Margeret Woodbridge, RGON, Plunket Cert., BA, MCNA(NZ) Lecturer - Nursing, UCOL, Palmerston North

Abstract  

New Zealand is currently debating the pros and cons, ifs and buts, of legalising marijuana. Community child health nurses (CCHNs) can usefully contribute to the discussion. In their practice, they commonly face moral and ethical dilemmas associated with cannabis use (including passive exposure) by pregnant women, breast-feeding mothers, family members, and children. There is clear evidence that the health of children is being put at risk and that New Zealand, a signatory to the United Nations Convention on the Rights of the Child (UNCROC, 1989, p.16), is failing to uphold Article 24 which refers to the right to “enjoyment of the highest attainable standard of health”. This article examines some of the evidence of this failure and outlines the implications for children and for the wider population. It calls upon nurses to accept, with urgency, their social responsibility to advocate for children by entering this debate and speaking out about what they know.  

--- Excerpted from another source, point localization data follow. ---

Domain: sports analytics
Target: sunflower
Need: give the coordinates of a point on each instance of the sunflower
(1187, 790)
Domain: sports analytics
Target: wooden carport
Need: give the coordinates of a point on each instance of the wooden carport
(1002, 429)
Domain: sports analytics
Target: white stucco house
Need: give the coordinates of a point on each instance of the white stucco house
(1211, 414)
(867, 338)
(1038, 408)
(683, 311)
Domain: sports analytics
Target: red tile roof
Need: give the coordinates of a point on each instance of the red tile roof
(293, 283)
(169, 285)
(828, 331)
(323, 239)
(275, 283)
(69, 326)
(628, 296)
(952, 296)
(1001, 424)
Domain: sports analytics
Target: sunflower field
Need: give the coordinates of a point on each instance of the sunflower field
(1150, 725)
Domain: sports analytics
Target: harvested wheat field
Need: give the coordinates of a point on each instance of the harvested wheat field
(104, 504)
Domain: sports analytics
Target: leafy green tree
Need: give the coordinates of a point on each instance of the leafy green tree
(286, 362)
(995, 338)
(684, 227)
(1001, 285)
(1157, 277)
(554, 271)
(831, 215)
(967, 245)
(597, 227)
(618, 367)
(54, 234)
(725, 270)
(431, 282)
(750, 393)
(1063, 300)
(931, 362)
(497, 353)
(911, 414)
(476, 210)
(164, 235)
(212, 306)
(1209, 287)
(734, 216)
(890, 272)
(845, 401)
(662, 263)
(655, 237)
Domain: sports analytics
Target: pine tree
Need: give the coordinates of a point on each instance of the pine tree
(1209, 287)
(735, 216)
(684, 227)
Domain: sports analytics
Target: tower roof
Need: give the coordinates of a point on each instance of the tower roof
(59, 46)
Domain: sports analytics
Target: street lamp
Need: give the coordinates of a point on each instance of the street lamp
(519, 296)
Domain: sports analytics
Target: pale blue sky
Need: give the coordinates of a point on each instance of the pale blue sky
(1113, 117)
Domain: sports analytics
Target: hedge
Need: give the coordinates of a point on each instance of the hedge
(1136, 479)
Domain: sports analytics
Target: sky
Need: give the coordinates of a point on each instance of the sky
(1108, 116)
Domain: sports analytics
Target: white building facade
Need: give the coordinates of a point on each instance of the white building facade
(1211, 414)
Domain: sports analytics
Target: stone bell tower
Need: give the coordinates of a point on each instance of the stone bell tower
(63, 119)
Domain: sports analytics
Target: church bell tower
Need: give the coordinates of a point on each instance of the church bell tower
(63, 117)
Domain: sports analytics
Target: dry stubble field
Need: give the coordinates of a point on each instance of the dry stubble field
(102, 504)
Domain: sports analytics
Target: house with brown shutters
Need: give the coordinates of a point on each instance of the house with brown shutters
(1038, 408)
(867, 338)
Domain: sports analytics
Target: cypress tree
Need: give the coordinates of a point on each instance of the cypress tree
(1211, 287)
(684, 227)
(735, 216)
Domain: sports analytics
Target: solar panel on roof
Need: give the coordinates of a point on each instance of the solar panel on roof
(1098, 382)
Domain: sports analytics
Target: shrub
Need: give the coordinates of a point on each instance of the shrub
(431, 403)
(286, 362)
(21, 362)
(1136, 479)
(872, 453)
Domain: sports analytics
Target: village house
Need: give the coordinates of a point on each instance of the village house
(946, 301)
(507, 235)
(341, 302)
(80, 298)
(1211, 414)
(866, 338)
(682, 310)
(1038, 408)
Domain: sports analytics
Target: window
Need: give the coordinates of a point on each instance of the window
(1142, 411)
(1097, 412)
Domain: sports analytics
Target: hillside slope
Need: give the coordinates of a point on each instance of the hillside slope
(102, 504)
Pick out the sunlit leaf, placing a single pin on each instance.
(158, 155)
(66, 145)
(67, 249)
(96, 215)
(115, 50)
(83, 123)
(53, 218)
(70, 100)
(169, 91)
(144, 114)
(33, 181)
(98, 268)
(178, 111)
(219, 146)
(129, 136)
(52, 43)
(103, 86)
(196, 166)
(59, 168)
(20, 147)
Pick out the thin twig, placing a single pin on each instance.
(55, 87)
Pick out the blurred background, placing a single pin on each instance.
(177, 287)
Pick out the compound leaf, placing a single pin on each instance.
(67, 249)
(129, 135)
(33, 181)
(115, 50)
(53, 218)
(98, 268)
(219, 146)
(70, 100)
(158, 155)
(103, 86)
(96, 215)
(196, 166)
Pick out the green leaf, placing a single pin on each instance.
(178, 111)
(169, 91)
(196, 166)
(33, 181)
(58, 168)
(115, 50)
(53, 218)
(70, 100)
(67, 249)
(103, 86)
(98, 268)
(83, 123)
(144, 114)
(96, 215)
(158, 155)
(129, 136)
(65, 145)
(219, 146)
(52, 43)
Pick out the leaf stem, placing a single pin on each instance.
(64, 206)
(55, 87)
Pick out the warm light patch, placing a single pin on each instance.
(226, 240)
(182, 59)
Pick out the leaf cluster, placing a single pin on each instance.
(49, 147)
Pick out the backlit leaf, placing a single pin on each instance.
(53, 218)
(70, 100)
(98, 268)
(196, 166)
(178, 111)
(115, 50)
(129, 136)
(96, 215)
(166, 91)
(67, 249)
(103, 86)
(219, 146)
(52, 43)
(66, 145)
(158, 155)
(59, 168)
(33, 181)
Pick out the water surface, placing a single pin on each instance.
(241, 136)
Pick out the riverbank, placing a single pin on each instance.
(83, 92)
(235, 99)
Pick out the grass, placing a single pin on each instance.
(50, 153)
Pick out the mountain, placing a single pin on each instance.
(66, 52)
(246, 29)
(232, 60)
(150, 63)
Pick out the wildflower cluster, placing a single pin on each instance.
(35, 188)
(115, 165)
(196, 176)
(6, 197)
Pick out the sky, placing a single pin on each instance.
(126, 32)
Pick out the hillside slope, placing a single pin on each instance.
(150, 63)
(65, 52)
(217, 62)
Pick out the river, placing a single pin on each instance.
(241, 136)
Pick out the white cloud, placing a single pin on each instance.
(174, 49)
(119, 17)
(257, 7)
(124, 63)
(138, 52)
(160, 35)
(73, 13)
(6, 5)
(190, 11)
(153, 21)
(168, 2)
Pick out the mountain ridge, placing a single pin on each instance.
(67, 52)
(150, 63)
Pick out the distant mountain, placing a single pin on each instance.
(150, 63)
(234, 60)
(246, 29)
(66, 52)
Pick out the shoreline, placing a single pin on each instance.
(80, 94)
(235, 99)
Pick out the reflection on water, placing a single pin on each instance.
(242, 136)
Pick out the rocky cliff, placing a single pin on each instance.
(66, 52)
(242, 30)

Key Words: Community child health nursing, children’s rights, social responsibility, advocacy, cannabis.   

Introduction  

Nursing is a social mission. In order to be effective agents of health promotion nurses need to be involved in the current debate about the legalisation of cannabis. Many child health nurses are aware of critical incidents in their practice when they have chosen to ignore cannabis use, in the interests of establishing and maintaining the trust, respect, contact, continuing discourse and mutual information sharing that is vital in a nurse’s partnership with clients. Child advocacy is concerned with identifying and correcting ongoing practices and policies that may be seriously harmful to child welfare and health, and is therefore an important role for nurses. A key issue for community child health nurses (CCHNs) is that cannabis can inhibit a child’s opportunity to “enjoyment of the highest standard of health” (UNCROC, 1989, p.16).